I stayed there and sleep at the hospital. I was there in the room of my mom when she was brought first before she brought to the ICU. My sister still stayed at the ICU. She was allowed to stay there as she is a doctor. That night I was sitting on a chair and think a lot. I know that my mom even if she was in coma, was in bad pain. But for me, I can’t allow that the respirator be pulled out of her. I want my mom to live more, to live longer. I prayed a lot to God that He take care of my mom and remove all her pain, open her eyes, and get well. I beg a lot to my God about it. I can’t hardly look at my mom with her situation. I cried a lot there in that room as I am alone and my sister was with my mom. I didn’t know that time that I fell asleep.
My sister woke me up by holding my shoulder. I thought I was dreaming that time. She asked me to go with her. We went to the ICU. And then I saw my mom without a respirator and her eyes close. I smiled that time because I thought she got well. Why sister told me, “Mom is dead.” I came near her fast and hug my mom. I cried so much, as I didn’t saw my mom still breathing even only because of the respirator. Then my sister told me that I should go back to the room and wait her there.

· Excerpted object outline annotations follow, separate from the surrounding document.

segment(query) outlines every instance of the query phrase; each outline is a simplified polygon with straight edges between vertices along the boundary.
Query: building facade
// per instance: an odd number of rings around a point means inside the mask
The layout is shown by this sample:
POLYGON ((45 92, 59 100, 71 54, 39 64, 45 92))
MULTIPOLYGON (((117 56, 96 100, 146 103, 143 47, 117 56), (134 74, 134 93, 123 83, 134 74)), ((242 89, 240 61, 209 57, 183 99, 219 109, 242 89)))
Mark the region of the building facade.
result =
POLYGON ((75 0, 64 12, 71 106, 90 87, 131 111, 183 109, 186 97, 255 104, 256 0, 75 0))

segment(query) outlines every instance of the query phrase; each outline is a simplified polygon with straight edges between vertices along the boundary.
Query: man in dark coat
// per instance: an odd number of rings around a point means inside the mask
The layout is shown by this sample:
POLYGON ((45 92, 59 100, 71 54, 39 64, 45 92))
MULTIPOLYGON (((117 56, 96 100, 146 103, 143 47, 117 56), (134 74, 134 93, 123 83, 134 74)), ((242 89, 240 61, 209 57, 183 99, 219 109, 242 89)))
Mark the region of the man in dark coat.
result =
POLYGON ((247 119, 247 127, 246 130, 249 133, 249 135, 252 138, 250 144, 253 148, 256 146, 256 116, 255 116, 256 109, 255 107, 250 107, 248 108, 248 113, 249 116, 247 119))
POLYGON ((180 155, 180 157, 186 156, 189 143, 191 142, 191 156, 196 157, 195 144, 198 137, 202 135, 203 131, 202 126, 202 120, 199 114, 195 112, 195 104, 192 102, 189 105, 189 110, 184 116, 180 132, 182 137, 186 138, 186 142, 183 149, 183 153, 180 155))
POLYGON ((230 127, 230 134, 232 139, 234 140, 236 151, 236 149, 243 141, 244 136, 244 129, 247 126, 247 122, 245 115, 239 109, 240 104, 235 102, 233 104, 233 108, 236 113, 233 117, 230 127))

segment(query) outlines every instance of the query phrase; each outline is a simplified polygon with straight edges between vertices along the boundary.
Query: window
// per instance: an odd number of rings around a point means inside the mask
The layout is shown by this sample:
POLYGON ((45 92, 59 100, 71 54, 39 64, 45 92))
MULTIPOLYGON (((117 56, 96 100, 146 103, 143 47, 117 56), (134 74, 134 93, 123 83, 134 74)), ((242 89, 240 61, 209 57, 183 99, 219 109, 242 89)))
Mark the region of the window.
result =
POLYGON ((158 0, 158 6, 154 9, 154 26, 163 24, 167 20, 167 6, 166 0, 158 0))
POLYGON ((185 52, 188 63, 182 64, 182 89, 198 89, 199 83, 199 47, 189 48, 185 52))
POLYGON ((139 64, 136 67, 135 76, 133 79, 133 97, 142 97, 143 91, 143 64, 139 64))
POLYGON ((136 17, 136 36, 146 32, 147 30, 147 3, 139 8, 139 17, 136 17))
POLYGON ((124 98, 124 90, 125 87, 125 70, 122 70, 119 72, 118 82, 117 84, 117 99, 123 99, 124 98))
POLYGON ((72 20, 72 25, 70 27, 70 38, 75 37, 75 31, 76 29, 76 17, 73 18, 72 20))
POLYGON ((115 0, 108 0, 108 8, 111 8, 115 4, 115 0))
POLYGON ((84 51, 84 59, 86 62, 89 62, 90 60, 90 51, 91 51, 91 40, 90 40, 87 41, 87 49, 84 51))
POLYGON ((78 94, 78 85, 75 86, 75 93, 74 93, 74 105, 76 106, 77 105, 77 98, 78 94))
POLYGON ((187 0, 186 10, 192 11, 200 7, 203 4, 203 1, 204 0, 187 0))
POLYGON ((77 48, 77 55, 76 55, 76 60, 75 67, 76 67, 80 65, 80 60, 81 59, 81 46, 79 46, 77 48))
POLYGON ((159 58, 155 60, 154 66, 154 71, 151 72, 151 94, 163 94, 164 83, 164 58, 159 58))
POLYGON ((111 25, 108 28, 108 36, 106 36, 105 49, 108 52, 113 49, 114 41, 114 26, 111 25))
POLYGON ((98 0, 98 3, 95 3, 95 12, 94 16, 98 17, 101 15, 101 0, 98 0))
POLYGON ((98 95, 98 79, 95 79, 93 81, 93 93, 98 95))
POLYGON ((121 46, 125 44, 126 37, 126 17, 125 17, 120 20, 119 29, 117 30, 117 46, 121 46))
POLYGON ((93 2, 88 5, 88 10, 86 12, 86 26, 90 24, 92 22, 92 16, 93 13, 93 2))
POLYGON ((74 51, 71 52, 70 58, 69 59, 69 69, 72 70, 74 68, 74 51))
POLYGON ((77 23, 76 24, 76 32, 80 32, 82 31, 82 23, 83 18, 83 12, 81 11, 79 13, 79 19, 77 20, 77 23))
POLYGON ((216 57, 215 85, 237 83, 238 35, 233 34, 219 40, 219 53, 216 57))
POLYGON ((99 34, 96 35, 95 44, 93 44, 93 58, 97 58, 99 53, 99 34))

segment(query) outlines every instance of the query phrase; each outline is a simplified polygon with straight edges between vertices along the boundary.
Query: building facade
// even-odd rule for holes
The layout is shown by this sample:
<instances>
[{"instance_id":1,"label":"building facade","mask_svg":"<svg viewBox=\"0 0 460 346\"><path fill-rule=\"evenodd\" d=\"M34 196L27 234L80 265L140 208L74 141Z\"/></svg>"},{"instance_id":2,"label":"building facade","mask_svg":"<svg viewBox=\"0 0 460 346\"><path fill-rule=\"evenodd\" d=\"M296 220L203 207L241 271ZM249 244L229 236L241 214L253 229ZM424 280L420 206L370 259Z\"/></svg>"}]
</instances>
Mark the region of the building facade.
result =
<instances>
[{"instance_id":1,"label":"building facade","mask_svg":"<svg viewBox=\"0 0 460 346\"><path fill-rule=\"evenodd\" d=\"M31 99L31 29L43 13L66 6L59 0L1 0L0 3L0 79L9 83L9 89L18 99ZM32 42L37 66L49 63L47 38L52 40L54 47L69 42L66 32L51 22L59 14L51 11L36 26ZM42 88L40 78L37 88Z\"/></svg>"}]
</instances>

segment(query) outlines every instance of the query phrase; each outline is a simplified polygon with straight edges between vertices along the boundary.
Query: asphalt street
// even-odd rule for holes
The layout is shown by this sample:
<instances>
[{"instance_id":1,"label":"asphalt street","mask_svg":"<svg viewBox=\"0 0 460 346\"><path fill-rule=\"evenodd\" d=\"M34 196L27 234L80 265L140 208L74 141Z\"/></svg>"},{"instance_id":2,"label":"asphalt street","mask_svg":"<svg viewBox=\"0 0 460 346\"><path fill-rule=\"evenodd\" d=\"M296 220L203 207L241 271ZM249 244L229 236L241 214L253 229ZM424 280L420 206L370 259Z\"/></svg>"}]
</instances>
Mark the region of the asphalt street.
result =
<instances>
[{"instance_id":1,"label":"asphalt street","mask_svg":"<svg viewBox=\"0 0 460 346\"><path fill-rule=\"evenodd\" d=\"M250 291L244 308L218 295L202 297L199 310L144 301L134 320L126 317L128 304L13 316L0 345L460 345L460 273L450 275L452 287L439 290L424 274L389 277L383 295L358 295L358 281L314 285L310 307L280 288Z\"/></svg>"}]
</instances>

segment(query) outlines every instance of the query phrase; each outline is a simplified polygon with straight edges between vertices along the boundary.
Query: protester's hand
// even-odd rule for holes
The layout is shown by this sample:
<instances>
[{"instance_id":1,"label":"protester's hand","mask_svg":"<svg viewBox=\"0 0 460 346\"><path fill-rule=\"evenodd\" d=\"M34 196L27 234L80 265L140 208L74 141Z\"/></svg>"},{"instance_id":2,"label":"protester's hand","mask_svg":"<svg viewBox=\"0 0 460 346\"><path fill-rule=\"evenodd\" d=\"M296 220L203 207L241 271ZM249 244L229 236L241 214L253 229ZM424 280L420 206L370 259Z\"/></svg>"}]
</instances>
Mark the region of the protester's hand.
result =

So I went there and continue my crying.
As I was waiting there, somehow, it was good that my mom was beside God now. She will not feel any pain anymore. And her sufferings were ended. I prayed to God and thank Him that He doesn’t let my mom suffered so much. And He didn’t allow us to decide to pull out the respirator. At least we will not have the guilt that why should we pull out the respirator. Thank you God. Thank you for everything.